Vancouver's Crosstown Clinic is the only facility in North America that provides injectable heroin, or diacetylmorphine, to chronic addicts who have tried an average of 11 times to kick the habit through other methods including drug-substitution programs that prescribed suboxone or methadone.
Dr. Scott MacDonald, who runs the facility, said Crosstown is modelled after similar programs in eight European countries and that Canada needs to catch up to save lives.
"If we're watching somebody inject, coming into a place like Insite, every day using illicit opioids and forced to engage in the illicit stream of opioids and the illegal activity associated with that, I don't think it's medically, ethically or morally appropriate not to offer them a supervised pharmaceutical-grade option," he said.
Crosstown currently has 150 clients who also get other support including counselling, housing, nutritious food, services for conditions such as mental health, HIV and hepatitis C, along with job training, MacDonald said.
He said the annual $27,000 cost to treat each addict at Crosstown has spin-off benefits and has kept patients out of a cycle of crime.
"My most recidivist patient at Crosstown has been in and out of jail over 200 times. Since he's had access to treatment here, (it's been) zero.

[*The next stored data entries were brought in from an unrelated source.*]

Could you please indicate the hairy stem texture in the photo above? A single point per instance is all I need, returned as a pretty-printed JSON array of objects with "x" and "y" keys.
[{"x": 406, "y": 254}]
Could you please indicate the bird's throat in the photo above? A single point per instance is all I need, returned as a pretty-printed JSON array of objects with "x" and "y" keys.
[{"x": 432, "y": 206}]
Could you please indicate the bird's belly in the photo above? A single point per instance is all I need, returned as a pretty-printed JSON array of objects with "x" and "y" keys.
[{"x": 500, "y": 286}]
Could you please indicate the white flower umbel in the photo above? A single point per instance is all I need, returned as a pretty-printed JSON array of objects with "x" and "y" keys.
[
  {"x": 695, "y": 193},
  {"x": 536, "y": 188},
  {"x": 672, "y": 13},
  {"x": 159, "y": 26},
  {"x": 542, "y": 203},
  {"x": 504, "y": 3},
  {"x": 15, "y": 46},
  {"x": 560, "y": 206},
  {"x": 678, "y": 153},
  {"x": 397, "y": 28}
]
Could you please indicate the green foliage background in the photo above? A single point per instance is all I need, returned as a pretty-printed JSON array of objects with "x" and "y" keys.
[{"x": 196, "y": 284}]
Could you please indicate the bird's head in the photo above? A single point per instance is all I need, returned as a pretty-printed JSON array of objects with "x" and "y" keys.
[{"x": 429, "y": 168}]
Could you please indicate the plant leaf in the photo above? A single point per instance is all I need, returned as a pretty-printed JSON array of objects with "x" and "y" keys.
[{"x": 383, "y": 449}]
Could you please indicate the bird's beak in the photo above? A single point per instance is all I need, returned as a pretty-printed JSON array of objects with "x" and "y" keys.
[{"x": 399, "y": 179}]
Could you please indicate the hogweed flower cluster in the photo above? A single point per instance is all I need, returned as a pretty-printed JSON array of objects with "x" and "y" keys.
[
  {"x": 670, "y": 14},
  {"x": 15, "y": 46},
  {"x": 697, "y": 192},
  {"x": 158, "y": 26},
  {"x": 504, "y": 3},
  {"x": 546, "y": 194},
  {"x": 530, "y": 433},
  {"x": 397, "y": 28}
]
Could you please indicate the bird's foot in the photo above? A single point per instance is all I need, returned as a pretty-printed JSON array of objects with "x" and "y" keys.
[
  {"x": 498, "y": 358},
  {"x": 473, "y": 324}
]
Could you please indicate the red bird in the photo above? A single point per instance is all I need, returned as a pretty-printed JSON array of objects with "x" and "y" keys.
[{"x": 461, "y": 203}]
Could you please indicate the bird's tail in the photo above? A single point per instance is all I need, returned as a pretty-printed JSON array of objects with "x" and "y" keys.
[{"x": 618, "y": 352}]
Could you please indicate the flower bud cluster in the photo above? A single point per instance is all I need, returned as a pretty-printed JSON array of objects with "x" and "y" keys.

He's been here since 2012, so that's going on four years."
Dr. Patricia Daly, chief medical health officer of Vancouver Coastal Health, which runs Insite, said discussions to expand the Crosstown model are underway in order to serve "hundreds more people who inject drugs multiple times a day."
"We're almost standing on the bottom of the waterfall, letting everything come down," she said, adding fentanyl-related deaths outside the two clinics have continued despite thousands of naloxone kits being handed out at clinics and emergency departments.
"This is the next thing that we'd like to start pursuing here, is how to expand the availability of the legal substitute of this illicit drug," Daly said of potentially providing pharmaceutical heroin at Insite.
However, current laws do not allow heroin or any drug substitute to be stored at supervised-injection sites, unlike at the high-security Crosstown Clinic, which was granted a special exemption by the federal government, initially for a study.
Daly said she has been in talks with medical health officers across Canada as part of the Urban Public Health Network on how other cities could replicate the model at Insite, where an average of 440 injections take place every day, though she added that entrenched addicts need a more comprehensive program, such as Crosstown.
She said about 80 per cent of the heroin that users voluntarily tested recently at Insite contained fentanyl, but testing is not available for carfentanil, an opiate often used to tranquilize large animals, such as elephants.